Spotify Technology stock has witnessed tremendous growth this year, almost doubling in value. However, the stock took a significant hit after an analyst downgraded the popular music and audio streaming service, warning of its uncertain future.
As of Wednesday’s close, Spotify stock (ticker: SPOT) had surged 95% year to date, outperforming the S&P 500’s 11% rise. Nevertheless, there was a 2.3% drop in shares during Thursday morning trading, following a bearish assessment by Monness, Crespi, Hardt & Co. analyst Brian White.
White downgraded Spotify stock from Buy to Neutral, no longer providing a specific price target for the shares. He expressed concerns over the potential risks associated with Spotify’s recent price hikes in the face of a broader downturn in the market.
“We are stepping to the sidelines given this strong outperformance and our mounting concerns surrounding the potential collateral damage from this downturn,” said White.

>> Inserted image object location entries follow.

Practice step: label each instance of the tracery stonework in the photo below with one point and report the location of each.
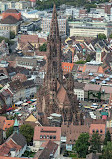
(55, 96)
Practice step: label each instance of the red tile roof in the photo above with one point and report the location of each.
(97, 127)
(67, 67)
(2, 157)
(2, 121)
(8, 124)
(44, 133)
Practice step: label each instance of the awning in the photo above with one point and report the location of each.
(104, 113)
(100, 109)
(104, 117)
(24, 104)
(9, 109)
(29, 102)
(19, 102)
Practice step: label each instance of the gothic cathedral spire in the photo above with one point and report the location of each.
(54, 69)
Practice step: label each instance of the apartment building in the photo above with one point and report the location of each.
(89, 29)
(62, 22)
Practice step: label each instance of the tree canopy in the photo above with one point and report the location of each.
(9, 131)
(82, 145)
(27, 131)
(107, 137)
(95, 143)
(12, 34)
(101, 36)
(43, 47)
(107, 151)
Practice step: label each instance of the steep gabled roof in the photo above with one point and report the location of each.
(9, 20)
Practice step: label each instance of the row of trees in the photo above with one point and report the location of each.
(41, 5)
(26, 130)
(85, 145)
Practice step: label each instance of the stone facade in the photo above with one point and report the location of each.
(57, 96)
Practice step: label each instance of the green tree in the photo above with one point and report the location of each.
(88, 6)
(107, 138)
(9, 131)
(107, 151)
(82, 145)
(95, 143)
(43, 47)
(101, 36)
(27, 131)
(110, 36)
(80, 62)
(12, 34)
(88, 59)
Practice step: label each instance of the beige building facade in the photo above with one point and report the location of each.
(88, 29)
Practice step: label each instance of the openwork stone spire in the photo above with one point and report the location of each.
(54, 31)
(54, 69)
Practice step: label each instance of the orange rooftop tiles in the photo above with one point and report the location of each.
(8, 124)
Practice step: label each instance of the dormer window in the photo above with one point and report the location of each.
(97, 130)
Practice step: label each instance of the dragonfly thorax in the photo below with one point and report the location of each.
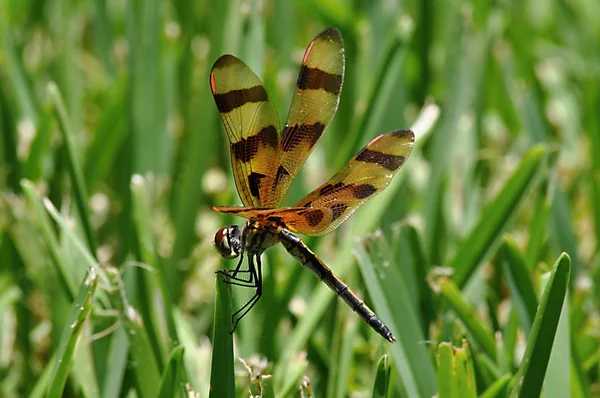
(257, 238)
(228, 241)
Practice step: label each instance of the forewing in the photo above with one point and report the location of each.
(363, 177)
(252, 126)
(328, 206)
(315, 101)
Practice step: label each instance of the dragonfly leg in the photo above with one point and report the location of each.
(257, 273)
(232, 274)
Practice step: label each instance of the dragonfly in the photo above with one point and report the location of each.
(265, 159)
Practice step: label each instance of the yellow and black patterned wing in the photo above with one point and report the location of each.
(314, 104)
(328, 206)
(252, 126)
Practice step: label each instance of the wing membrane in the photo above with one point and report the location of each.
(314, 104)
(328, 206)
(252, 126)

Despite this downgrade, Wall Street as a whole remains bullish about Spotify. In fact, among 26 analysts surveyed by FactSet, the average rating for the stock is still Buy. However, there are indications that even optimistic analysts believe the stock may have already reached its peak. The average target price of $166.34 suggests an 11% upside from current levels, despite the significant gains already made this year.
White acknowledged Spotify’s positive long-term prospects, including its efforts to enhance its platform, tap into the digital advertising market, expand its audio offerings, and improve cost efficiency. However, he emphasized that competition in the industry is intense, profit margins are slim, and he believes Spotify may face challenging times ahead.
It remains to be seen how Spotify will navigate these uncertainties and whether it can continue its impressive growth trajectory amidst tough competition.
Note: To understand more about the outlook for Spotify stock or the broader market, please refer to a financial advisor.